Control groups (cgroups) for limiting resource usage on Linux

Before you set limits on memory or CPU usage on Linux®, you must install a control group (cgroup) on each compute host. A cgroup is a Linux kernel feature that allows hierarchical management and allocation of system resources (for example, CPU, memory, and disk input or output) for service instance (SI) groups. For more information about cgroups, refer to your Linux kernel documentation.

IBM® Spectrum Symphony uses cgroups to limit the memory or CPU usage on the compute hosts. Additionally, each system resource (such as memory or CPU) is considered a subsystem. A hierarchy is created for one or more subsystems. Each root directory of the hierarchy (the root cgroup), and all its subdirectories (child cgroups), contain their own configuration files that define limitations for operating system resource usage.

A process can be attached to the root cgroup or one of the child cgroups so that the process is subject to the usage limitations for an operating system resource based on the cgroup configuration files.

When using cgroups, note the following:
  • Unmount the memory root cgroup on each compute host when a cluster is uninstalled or stopped.
  • If a SIM is disabled due to an abnormal action, the cgroup directories remain. Note that the cgroup folders exist only in memory, not on the disk, and are cleaned automatically after a system restart.

Subsystems

The subsystem parameters are a key component of cgroup resource controls that set limits, restrict access, or define allocations for each subsystem. With respect to memory and CPU usage when IBM Spectrum Symphony services run on compute hosts, be familiar with the two subsystems: memory and CPU for cgroups. IBM Spectrum Symphony uses the memory cgroup parameters and cpu group parameters.

A tasks file keeps track of processes associated with the hierarchy that are governed by the parameter settings. The tasks file contains all the process IDs (PIDs) assigned to the cgroup.

Memory subsystem
The memory subsystem of the cgroups feature isolates the memory behavior of a group of processes (tasks) from the rest of the system.

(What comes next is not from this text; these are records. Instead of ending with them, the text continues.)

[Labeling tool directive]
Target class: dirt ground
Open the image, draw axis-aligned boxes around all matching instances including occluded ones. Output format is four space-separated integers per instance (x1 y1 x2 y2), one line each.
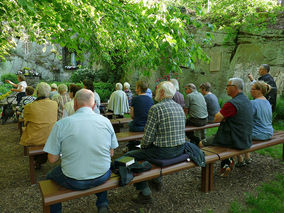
0 122 284 213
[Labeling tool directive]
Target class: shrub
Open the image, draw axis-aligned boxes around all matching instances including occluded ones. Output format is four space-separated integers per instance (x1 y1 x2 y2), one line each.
273 96 284 120
94 82 114 102
70 68 96 83
1 73 19 84
0 84 13 94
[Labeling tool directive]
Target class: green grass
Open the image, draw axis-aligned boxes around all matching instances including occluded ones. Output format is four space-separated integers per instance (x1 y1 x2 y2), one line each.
229 175 284 213
256 120 284 159
229 120 284 213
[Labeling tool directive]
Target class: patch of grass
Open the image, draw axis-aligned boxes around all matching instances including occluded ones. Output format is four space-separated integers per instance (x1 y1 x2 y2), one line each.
229 175 284 213
206 127 218 137
256 120 284 159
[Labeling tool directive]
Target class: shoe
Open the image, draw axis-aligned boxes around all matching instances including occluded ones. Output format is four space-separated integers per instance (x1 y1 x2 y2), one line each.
235 161 247 168
245 158 252 164
132 192 153 204
220 164 231 177
122 147 129 153
34 161 41 170
148 179 163 192
98 206 108 213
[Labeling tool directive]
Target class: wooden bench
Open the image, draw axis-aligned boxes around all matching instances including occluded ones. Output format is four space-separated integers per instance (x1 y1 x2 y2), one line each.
202 131 284 189
110 118 132 133
39 151 219 213
116 123 220 142
26 122 220 184
39 131 284 213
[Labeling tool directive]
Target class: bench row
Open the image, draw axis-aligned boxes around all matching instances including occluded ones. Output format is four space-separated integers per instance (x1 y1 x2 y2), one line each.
39 131 284 213
27 123 220 184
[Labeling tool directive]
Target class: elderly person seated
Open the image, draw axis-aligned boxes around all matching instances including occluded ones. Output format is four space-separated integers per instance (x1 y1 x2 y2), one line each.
49 83 59 100
199 82 220 123
63 84 81 118
200 78 253 177
52 84 71 120
236 81 273 167
43 89 118 213
6 75 28 106
170 78 185 108
108 83 129 118
17 86 36 118
83 79 101 114
123 82 133 106
20 82 58 169
126 81 185 204
184 83 208 145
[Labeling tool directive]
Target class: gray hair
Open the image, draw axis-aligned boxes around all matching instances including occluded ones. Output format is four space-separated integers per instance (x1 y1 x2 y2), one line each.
159 81 177 98
170 78 179 90
50 83 57 89
58 84 68 94
186 83 196 91
123 82 130 89
37 82 51 98
75 89 95 107
115 83 122 90
260 64 270 72
229 78 245 90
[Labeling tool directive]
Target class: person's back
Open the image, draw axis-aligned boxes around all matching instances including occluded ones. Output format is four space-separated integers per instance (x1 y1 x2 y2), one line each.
251 99 273 140
142 99 185 147
108 83 129 116
47 107 115 180
204 93 220 123
20 82 57 146
43 89 118 213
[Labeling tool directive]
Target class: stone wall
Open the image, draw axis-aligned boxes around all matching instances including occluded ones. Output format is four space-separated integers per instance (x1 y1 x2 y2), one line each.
0 37 70 81
0 17 284 100
171 17 284 100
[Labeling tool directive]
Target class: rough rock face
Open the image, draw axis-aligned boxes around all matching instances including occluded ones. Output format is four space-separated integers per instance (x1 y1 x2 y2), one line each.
0 38 69 80
0 16 284 99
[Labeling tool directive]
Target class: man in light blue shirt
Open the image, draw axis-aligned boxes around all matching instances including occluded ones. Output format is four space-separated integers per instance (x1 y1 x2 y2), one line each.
43 89 118 213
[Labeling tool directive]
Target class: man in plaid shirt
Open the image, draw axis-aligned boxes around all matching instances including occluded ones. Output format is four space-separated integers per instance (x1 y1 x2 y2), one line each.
126 81 185 204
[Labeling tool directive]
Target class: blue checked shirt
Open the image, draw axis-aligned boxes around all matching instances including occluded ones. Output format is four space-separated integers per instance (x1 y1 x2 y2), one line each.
141 98 185 147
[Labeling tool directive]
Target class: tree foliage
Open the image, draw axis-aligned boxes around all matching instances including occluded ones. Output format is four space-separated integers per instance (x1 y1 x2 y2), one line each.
0 0 213 74
0 0 279 75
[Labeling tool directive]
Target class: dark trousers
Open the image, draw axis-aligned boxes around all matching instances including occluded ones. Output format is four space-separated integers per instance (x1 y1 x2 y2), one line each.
186 118 208 146
46 166 111 213
126 144 184 191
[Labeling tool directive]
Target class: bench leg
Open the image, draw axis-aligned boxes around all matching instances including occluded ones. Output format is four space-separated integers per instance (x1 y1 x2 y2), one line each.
42 204 50 213
282 143 284 161
29 156 35 184
24 146 28 156
113 124 120 133
201 163 214 193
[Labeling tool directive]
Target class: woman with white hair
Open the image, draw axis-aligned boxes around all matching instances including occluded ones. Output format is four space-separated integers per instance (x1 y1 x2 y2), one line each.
170 78 185 108
108 83 129 118
20 82 58 169
123 82 133 106
52 84 71 120
49 83 59 100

It reports on memory resources used by the processes in a cgroup, and sets limits on memory used by those processes.
IBM Spectrum Symphony uses the following memory cgroup parameters:
memory.memsw.limit_in_bytes
Stores the value of the virtualMemoryLimit parameter, which is configured in the application profile or client API.
memory.limit_in_bytes
Stores the value of the virtualMemoryLimit and physicalMemoryLimit parameters, which are configured in the application profile or client API.
CPU subsystem
The CPU subsystem of the cgroups feature isolates the CPU time consumption of a group of processes (tasks) from the rest of the system. It reports on CPU usage by the processes in a cgroup, and sets limits on the number of CPUs used by those processes.
IBM Spectrum Symphony uses the following cpu cgroup parameters:
cpu.cfs_period_us
Specifies a period of time, in mircoseconds, for how regularly a cgroup's access to the CPU resources should be reallocated. Valid values are 1 second to 1000 microseconds.
cpu.cfs_quota_us
Specifies the total amount of time, in microseconds, for which all tasks in a cgroup can run during one period (as defined by cpu.cfs_period_us). As soon as tasks in a cgroup use up all the time specified by the quota, they are throttled for the remainder of the time specified by the period and not allowed to run until the next period.
Together, the cpu.cfs_period_us and cpu.cfs_quota_us store the value of the cpuLimit parameter, which is configured by the cpuLImit parameter either within the application profile, or during session creation by the client API. The cpuLimit parameter stores the number of cores on which an IBM Spectrum Symphony service is expected to run. Given a service takes up to m cores in its run, then the cpuLimit is defined as m cores per service. IBM Spectrum Symphony translates the cpuLimit value to cpu cgroup parameters using these formulas:
cpu.cfs_period_us  =  100000 (0.1 second)
cpu.cfs_quota_us = m  * cpu.cfs_period_us
where m is greater than or equal to 1, so that the default is 1. Valid values for cpuLImit is between 1 and 262144. This can be dynamically changed as a multi-thread SI receives more incoming parallel tasks. The following table outlines how the cpuLImit value translates the cpu.cfs_period_us and cpu.cfs_quota_us cpu cgroup parameters:
cpuLimit cpu.cfs_quota_us cpu.cfs_period_us
1 100000 100000
2 200000 100000
3 300000 100000
m m*100000 100000

Cgroup configuration

Configure cgroups using one of two modes:
  • Simplified workload execution mode (WEM), which requires manually setting up and mounting the cgroup, and assigning SIM permissions to create sub directories for its SIs, and then running the supplied symcgroup.sh script file.
  • Advanced WEM, where pem automatically sets up and mounting the cgroup, and assigns the SIM permissions.
In simplified WEM, you run the script file called symcgroup.sh, which is included with IBM Spectrum Symphony. Use it to set up and configure the cgroups hierarchy on each compute host. The script file performs the following functions:
  1. Configure cgroups

    The script detects the cgroup memory or CPU configuration on the host it is running on. If the memory or CPU subsystem has been attached to a hierarchy, the script generates the IBM Spectrum Symphony product hierarchy IBM_SYMPHONY_PRODUCT in the hierarchy where the subsystem is located. If the subsystem has not been attached, the script attaches it to the default hierarchy (/cgroup/memory or /cgroup/cpu), and generates the IBM_SYMPHONY_PRODUCT hierarchy at that location.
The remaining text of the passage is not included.